Su voz se redujo a un susurro. —Tú...
Las vendas sobre su mejilla se movieron ligeramente mientras sus labios se curvaban en una leve sonrisa.
—¿Sorprendido de verme de nuevo? —dijo ella, ladeando la cabeza.
Apretó los puños.
¡Mierda! ¡Mierda! ¡Mierda!
Esos mismos ojos verdes feroces.
—Estás muerta.
—Parece que tengo la costumbre de decepcionarte —respondió ella—. Pero no solo estoy viva, Ragnar. Estoy prosperando. ¿Y tú? Estás sangrando.
Dio un paso lento hacia adelante, con furia como fuego en sus venas.
—Eras una maldita omega. ¿Y ahora, ahora lideras esto? —Había pura sorpresa en su mirada letal. Su voz profunda atronó.
Sus ojos brillaron. —Sí, rey —ronroneó.
Un viento repentino sopló entre los árboles, echando su cabello hacia atrás. El olor lo golpeó como un puñetazo en el estómago.
La omega que lo marcó. Estaba seguro de ello por sus ojos y su cabello.
Pero también...
Se acercó. —La beta... —susurró—. La del baile... —Se le cortó la respiración.
La sonrisa de la mujer se ensanchó, cruel y hermosa. —Felicidades. Por fin lo resolviste.
Ragnar guardó silencio durante un largo rato, con la mirada clavada en ella como soles gemelos. La loba beta que intentó matarlo en el baile. Era la chica Omega. Debió de haber enmascarado su olor con las hierbas, igual que ahora, y debió de haber ocultado el color real de su cabello para que no la reconociera del pasado.
Entonces se rió.
Pero no era humor. Era locura. Un sonido que hizo que el viento se detuviera.
—Me engañaste —dijo con tono sombrío—. Dos veces.
—Sobreviví —corrigió ella—. Dos veces.
—Maldita zorrita astuta. —Su mandíbula se crispó—. Me dejaste una cicatriz.
—Te lo merecías.
Se acercó, su intimidante figura la empequeñecía, pero ella mantuvo los hombros erguidos, mirándolo fijamente en el frío aire de la noche.
—¿Crees que no te mataré por lo que hiciste?
Ella no se inmutó. —Inténtalo.
—No te confíes tanto. —Le advirtió.
—Sera mejor que te marches —susurró ella.
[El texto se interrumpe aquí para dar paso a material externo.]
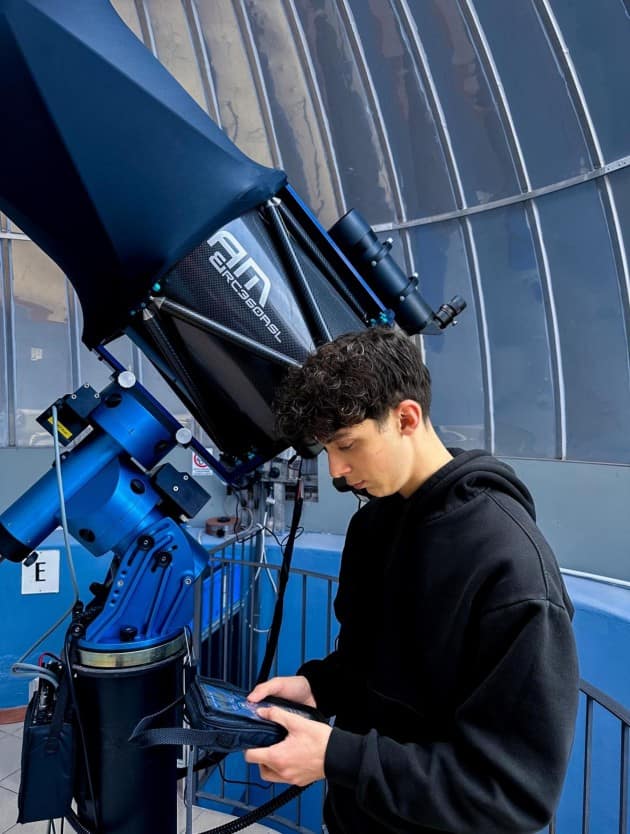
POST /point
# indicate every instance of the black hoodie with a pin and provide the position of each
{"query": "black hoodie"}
(454, 682)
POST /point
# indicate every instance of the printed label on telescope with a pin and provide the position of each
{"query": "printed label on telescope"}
(243, 275)
(42, 577)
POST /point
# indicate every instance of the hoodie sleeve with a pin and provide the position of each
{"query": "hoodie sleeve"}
(335, 678)
(504, 766)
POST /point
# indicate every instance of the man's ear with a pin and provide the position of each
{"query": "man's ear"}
(409, 416)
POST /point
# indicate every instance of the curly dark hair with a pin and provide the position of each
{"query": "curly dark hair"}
(355, 377)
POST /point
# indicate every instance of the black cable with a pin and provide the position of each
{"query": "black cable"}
(258, 813)
(274, 631)
(68, 664)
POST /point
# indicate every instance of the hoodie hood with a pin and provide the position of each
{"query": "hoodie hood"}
(463, 478)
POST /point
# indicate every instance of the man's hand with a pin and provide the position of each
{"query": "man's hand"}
(299, 758)
(293, 688)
Se hizo un silencio peligroso.
Entonces Ragnar se inclinó, su voz un gruñido bajo y atronador.
—¿Crees que puedes hacer que me vaya?
Ella sonrió de nuevo y asintió. -No, lo hara su majestad.
Detrás de ella, aparecieron docenas de sombras, guerreros, omegas, listos, observando.
Los ojos de Ragnar no se apartaron de los de ella.
Y eso no fue todo, ya que soldados completamente armados aparecieron detrás de él y no eran cien esta vez. Se sentía como si hubiera traído todo un ejército para atacarlos.
Atenea lo fulminó con la mirada. Sus ojos se oscurecieron. Y Ragnar sonrió con absoluta alegría.
—¿Quién te salvará de mí ahora, pequeña Omega? —Sonrió siniestramente.